Dès le début de la rue Petrovka, on peut voir un bâtiment angulaire de cinq étages avec un corniche ondulée et un haut attique, orné d'une grille élégante et de grandes fenêtres vitrées. Cet immeuble est devenu l'une des premières constructions de style Art nouveau à Moscou.
En 1902, sur le site de l'ancien bâtiment, l'architecte Emmanuel Matveïevitch Rosen l'a construit à la demande d'Alexandra Stepanovna Gracheva, propriétaire de ce terrain. Dans les luxueux locaux angulaires du premier et du deuxième étage se trouvait le célèbre magasin de vêtements "Jacques", mentionné dans les guides du début du siècle aux côtés de "Muir et Meriliz". Le magasin a été nommé d'après le propriétaire, Yakov Ivanovitch Steiner, connu en Bohême sous le nom de Jacques Steiner. Il était un homme de son temps : l'un des premiers cyclistes à Moscou, passionné d'automobiles, membre de la Société automobile de Moscou et son trésorier. Dans les annonces de collecte des cotisations, l'adresse du magasin "Jacques" sur Petrovka, dans la maison de Gracheva, était souvent indiquée, et en 1905, il a été vendu à la société d'assurance "Ancre".
Cet immeuble abritait également l'hôtel "Marseille", des chambres meublées "Nobles" et l'un des premiers cinémas de Moscou, le "Thaumotographe", avec une salle de 60 places. Différents locaux de la maison accueillaient plusieurs studios photo : Romanovski, Eikhenval'd et "Paola" de Svishchev.
L'histoire de cet endroit est également intéressante. Avant la reconstruction, il y avait l'hôtel "Angleterre", qui avait une réputation compliquée, où le général Skobeleff est décédé subitement. Une statue en son honneur a été érigée plus tard à proximité.
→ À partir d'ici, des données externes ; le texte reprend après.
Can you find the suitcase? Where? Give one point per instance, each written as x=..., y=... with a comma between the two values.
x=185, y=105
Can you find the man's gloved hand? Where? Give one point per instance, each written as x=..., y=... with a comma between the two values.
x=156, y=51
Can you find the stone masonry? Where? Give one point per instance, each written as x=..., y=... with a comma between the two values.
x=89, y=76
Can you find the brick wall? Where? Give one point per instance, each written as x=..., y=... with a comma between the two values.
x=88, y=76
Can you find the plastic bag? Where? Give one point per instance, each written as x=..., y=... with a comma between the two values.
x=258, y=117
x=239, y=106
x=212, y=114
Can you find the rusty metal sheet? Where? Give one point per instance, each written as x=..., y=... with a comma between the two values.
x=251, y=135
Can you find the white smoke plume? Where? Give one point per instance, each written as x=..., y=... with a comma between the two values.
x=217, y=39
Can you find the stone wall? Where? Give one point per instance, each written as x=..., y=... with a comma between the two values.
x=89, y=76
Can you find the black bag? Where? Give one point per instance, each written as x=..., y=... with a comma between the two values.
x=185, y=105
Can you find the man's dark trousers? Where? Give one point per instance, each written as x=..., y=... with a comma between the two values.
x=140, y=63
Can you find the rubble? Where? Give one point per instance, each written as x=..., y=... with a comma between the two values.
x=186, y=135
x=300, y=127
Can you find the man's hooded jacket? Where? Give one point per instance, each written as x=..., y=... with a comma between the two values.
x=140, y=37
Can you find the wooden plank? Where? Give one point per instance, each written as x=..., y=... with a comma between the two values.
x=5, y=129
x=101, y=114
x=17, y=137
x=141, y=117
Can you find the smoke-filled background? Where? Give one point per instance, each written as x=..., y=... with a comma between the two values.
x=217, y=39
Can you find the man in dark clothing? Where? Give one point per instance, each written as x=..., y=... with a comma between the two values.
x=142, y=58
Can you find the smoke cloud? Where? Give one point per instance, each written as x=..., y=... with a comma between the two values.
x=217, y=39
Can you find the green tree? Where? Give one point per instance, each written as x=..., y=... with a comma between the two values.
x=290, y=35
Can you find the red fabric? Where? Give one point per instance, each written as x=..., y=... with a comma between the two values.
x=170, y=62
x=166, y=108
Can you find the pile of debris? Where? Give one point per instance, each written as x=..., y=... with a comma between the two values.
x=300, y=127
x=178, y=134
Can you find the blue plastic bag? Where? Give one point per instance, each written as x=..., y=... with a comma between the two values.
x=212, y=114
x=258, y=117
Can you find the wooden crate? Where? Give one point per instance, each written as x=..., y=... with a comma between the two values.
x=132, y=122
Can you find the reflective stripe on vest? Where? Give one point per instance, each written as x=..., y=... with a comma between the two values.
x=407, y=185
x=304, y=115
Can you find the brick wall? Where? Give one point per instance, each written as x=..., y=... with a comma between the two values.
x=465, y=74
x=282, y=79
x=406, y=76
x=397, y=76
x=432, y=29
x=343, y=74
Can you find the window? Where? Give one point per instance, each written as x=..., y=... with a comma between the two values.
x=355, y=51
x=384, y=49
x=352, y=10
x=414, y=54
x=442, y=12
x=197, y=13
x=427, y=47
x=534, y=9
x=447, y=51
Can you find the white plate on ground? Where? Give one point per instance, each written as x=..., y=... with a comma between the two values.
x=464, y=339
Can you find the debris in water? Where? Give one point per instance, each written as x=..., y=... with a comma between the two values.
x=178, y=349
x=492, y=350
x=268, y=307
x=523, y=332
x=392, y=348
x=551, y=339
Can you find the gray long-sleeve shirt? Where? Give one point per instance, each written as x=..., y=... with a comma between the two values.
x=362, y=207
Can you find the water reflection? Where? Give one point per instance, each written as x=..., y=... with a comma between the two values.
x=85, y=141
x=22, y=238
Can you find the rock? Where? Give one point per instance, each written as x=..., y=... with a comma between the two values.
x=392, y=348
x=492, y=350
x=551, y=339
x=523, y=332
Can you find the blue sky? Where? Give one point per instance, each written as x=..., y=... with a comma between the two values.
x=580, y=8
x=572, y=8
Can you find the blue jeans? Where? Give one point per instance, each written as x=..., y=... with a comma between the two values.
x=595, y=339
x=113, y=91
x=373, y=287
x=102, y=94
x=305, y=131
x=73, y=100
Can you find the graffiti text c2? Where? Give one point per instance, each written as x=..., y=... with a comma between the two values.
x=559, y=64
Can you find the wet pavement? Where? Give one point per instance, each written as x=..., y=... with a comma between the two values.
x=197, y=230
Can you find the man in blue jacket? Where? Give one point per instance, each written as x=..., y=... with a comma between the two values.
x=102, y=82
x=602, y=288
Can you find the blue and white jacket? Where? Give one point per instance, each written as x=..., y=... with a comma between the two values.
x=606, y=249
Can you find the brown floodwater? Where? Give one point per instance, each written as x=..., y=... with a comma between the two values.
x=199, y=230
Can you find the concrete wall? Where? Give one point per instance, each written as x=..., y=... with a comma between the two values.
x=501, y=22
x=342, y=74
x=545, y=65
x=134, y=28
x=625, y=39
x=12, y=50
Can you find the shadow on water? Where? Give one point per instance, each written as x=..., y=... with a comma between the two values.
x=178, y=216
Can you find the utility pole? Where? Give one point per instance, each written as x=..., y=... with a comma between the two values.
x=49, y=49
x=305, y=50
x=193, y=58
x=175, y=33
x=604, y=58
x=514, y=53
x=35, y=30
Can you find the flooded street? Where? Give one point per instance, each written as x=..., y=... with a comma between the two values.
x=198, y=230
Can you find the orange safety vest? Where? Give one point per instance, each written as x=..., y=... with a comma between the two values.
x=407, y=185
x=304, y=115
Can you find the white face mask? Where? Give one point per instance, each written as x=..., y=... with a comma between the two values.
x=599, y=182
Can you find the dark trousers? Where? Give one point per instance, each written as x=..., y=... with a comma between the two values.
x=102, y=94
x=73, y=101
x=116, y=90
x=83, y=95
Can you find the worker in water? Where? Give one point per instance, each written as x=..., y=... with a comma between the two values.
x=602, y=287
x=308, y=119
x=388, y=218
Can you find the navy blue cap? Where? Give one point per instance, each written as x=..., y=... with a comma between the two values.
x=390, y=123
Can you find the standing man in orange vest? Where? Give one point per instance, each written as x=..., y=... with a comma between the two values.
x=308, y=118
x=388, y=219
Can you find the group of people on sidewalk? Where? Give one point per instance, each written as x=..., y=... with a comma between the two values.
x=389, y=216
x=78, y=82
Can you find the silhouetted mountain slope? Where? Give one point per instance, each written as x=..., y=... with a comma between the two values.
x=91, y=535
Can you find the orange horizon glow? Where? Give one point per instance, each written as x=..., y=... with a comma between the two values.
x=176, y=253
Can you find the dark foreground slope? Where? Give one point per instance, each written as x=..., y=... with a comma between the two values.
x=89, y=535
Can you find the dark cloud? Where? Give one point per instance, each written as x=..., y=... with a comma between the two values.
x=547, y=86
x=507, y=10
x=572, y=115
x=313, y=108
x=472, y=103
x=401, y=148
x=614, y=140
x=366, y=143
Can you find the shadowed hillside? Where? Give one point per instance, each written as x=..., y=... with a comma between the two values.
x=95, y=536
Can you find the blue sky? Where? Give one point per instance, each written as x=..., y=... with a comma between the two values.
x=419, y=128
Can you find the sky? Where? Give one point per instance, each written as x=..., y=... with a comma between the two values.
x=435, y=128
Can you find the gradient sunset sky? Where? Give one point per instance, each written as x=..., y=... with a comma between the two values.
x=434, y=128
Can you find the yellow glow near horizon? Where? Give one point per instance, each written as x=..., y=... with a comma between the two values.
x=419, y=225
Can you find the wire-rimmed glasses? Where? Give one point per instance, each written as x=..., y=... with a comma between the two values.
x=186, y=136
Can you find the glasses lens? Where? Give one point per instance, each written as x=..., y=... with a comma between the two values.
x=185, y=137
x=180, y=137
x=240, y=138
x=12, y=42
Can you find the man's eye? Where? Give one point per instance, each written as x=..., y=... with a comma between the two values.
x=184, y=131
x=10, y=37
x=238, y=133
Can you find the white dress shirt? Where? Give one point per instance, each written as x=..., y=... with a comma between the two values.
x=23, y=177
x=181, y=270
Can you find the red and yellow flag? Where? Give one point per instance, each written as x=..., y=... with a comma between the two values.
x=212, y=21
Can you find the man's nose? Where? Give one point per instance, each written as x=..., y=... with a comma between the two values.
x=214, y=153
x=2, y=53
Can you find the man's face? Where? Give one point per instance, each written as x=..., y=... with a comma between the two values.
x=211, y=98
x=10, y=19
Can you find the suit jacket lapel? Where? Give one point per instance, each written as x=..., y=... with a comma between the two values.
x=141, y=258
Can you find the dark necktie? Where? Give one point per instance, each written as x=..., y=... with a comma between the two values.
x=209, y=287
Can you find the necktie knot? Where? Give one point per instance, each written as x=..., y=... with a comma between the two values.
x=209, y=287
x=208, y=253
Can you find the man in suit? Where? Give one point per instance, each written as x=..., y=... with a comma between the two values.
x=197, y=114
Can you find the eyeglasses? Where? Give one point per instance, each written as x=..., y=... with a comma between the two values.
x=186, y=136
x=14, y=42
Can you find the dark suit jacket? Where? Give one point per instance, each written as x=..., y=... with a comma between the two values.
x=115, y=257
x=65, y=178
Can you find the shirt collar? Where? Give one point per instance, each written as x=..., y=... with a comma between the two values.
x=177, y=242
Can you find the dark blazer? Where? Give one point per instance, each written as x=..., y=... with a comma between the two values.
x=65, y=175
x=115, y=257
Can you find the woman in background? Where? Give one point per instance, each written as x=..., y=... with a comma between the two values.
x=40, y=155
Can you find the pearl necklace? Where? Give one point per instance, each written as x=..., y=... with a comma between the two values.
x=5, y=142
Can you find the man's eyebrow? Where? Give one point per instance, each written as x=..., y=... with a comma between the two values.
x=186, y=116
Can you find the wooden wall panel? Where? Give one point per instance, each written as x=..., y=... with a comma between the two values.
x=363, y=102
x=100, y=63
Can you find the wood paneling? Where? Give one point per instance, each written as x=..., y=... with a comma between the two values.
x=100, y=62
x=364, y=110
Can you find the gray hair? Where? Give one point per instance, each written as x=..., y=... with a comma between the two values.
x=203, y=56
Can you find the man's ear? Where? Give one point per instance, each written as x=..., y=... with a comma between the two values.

Dans les années soviétiques, le magasin "Jacques" a été remplacé par "Shilkotrest" et "Sindshveiprom", qui vendaient également des vêtements. Près de l'hôtel "Angleterre", dans l'ancien bâtiment, se trouvait le célèbre magasin de mercerie "Ville de Hambourg".
Aujourd'hui, ce bâtiment continue d'être un lieu de commerce actif : dans les anciennes vitrines de "Jacques", on expose tantôt des vêtements, tantôt des chaussures.